Use Occam's Razor. If a word isn't crucial to the title, omit it. In almost all cases, use the singular form of a noun or noun phrase, and use the unmarked, simplest form of a verb or verb phrase. Try to anticipate what other people would call your subject.

The most useful and informative writeups on E2 tend to have titles of one, two or three words. The silliest getting to know you nodes usually have amazingly long titles. This is not to say that an informative writeup never appears under a long title, or that bullshit never appears under a short title, but it's a general trend and you wouldn't want your serious work to be treated as fluff because of its name.

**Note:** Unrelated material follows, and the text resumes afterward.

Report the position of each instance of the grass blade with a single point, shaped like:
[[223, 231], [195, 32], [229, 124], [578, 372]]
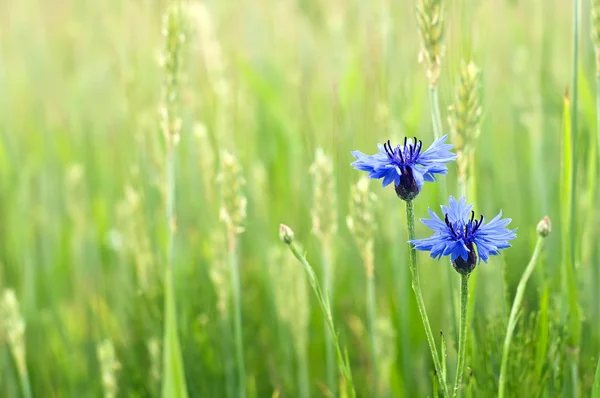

The word "metanode" is almost always unnecessary. If you see the need for a metanode about a particular subject, use that subject for the title of your writeup. After all, the ideas in a metanode about eponymous laws are not *about* an eponymous laws metanode -- they are about "eponymous laws" themselves. A textbook about psychology would be called Psychology, not Psychology Textbook. The term metanode is completely unnecessary and should be left out.

In other words, choose short titles (and put stuff where it goes! -- dem bones).

Most of Sylvar's writeup is good advice.
BUT:

  1. The title of this node should probably be choose short titles -- you shouldn't capitalise without good cause.
  2. Metanodes should generally include that word in the title. A textbook of psychology would not be called Psychology Textbook, because it is about psychology not textbooks. But an index of psychological literature probably would be called Psychology Index, because it is not about psychology!

But still, when you pick titles carefully, you should choose short titles.

People tend not to choose short titles because they know that the longer a node title is, the more likely it is to get noticed -- in New Writeups, in Cool User Picks, or in the softlinks below another node. Consequently we have nodes like "Don't kill your invisible husband to see what he looks like or you'll sob your heart out. But don't worry about the millions of invisible men coming to attack your village because they won't kill you if you don't know how to fight them." which are visited and voted up highly out of proportion to their actual content.

And yet...

...After I had been on E2 for several months, I realized that I'd already visited and voted on all the funny and extremely-long node titles that existed. It's like the feeling that you've seen every videotape in your movie collection ten times, and you have nothing interesting to watch this weekend without leaving the house.

So I went looking for some new nodes, and over time I discovered some of "the sleeper hits." Templeton's writeup under air conditioning. Rancid_Pickle's contribution to incorrigible. Pseudo_Intellectual's anecdote under sea otter. NightShadow's extraordinary experiences with Halcion. These highly experienced noders knew what so few others seem to know: that if you add an intriguing writeup to a common word or phrase, you are truly noding for the ages. Those writeups are located in places where they're likely to be stumbled upon, providing a fresh and interesting surprise to someone who just expected a few sentences of boring and commonly-known facts.

Time and again I see dramatic poetry or personal dramas noded under lengthy and attention-getting titles; I visit them, vote on them, perhaps add a softlink or two, and then forget about them. Eventually someone gives it a C! for an extra ten XP and a little extra attention from the voting public. I imagine that in later months, other noders will spot that node title as a softlink somewhere and visit it, but no one will ever actually Search for it. It's hard to create a truly eye-catching softlink any longer. But it's the one- and two-word nodes, the pleasant surprises, that people stumble onto and vote up again and again.

If you must node for XP, remember that long and interesting titles are usually just get-rich-quick schemes, while the short and simple ones are true long-term investments.